Che relazione c’è con il periodo pandemico?
Sicuramente abbiamo avuto un peggioramento, consideri che due anni di un adolescente chiuso dentro una stanza non sono due anni di un adulto chiuso dentro una stanza, chi non si è potuto curare sicuramente è peggiorato; dall’altro abbiamo avuto anche una sottovalutazione di quello che è stato tutto questo periodo, non è un caso che abbiamo un aumento dei disturbi del comportamento alimentare, disturbi ansiosi, disturbi depressivi, tutti i parametri ci dicono che la pandemia è stata qualcosa che ha messo in difficoltà non solo gli adulti, ma soprattutto i ragazzi.

Come ne usciamo?
C’è bisogno di un intervento strutturale: parlare di bullismo senza parlare di benessere psicologico e senza parlare di impianti stabili dentro la scuola, non va bene, dobbiamo cercare di prevenire questi fenomeni e non attivarci quando i fenomeni sono già presenti. In Italia non abbiamo ancora lo psicologo nelle scuole: in questo momento qui qualunque sportello psicologico si apre, si riempie in pochissimo tempo. Il bonus psicologo ha avuto un 70% di domande fatte da ragazzi sotto i 30 anni, quindi vuol dire che c’è un bisogno enorme.

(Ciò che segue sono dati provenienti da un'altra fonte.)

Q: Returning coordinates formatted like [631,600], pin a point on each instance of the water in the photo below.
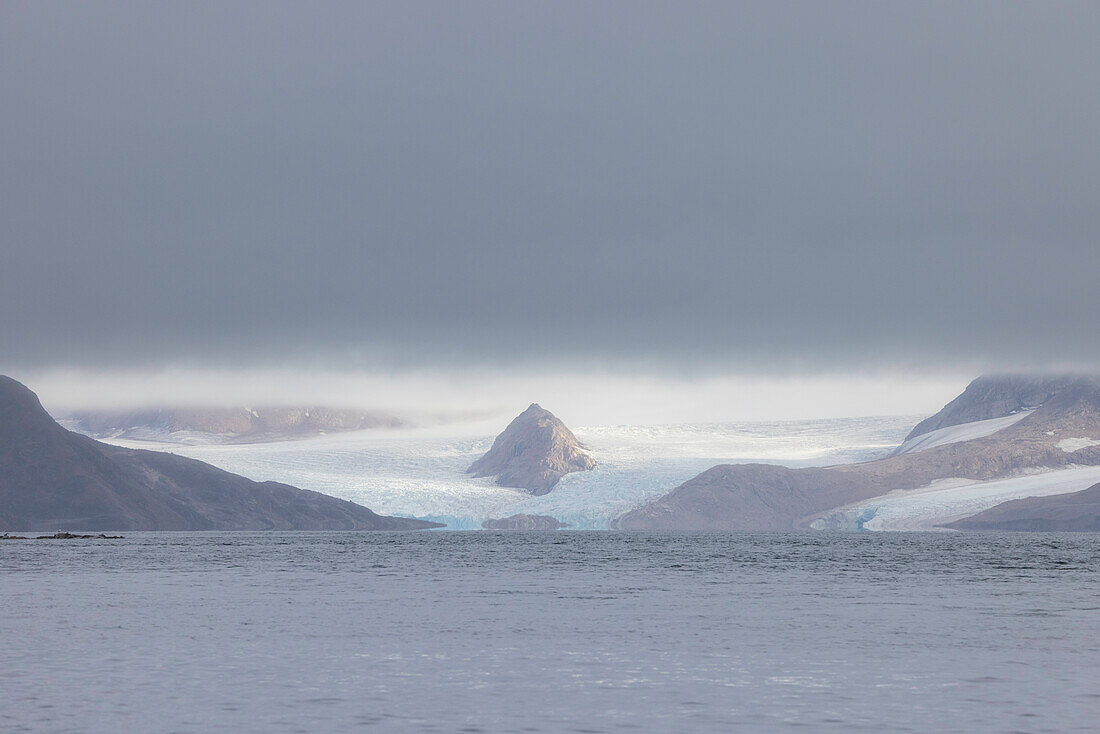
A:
[568,632]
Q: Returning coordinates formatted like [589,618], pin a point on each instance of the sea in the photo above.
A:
[551,632]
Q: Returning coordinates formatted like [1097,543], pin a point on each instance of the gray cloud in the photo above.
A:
[776,185]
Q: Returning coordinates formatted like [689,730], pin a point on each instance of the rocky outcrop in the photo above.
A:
[239,425]
[994,396]
[52,478]
[770,497]
[1078,512]
[524,523]
[532,453]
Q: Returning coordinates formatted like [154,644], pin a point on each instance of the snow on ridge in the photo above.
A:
[966,431]
[421,472]
[948,500]
[1070,445]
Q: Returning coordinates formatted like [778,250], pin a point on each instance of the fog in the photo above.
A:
[642,190]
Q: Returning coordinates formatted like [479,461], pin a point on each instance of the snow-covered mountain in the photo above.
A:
[992,444]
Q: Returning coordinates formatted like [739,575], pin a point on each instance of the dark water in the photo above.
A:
[569,632]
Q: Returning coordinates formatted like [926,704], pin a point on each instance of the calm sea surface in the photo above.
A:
[568,632]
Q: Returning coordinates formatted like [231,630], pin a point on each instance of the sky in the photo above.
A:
[681,192]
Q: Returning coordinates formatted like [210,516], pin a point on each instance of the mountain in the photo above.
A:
[52,478]
[1060,513]
[524,523]
[209,425]
[994,396]
[1054,434]
[532,453]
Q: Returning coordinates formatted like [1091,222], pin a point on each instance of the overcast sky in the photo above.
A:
[697,188]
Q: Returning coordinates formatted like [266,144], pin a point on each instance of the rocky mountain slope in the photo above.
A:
[52,478]
[240,425]
[1056,434]
[1062,513]
[532,453]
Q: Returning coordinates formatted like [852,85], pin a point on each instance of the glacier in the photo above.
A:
[420,472]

Questi segnali, chi li deve cogliere?
Sicuramente la famiglia è il primo interlocutore, il primo referente del ragazzo, la scuola dall’altro lato può essere qualcosa che dovrebbe educare anche di più alla parte affettiva ed emotiva, ma i nostri programmi didattici sono vecchi, abbiamo omesso completamente tutta la parte dell’educazione alla sessualità, all’affettività. Serve fare promozione della salute, promozione del benessere psicologico e questo ad ora non c’è.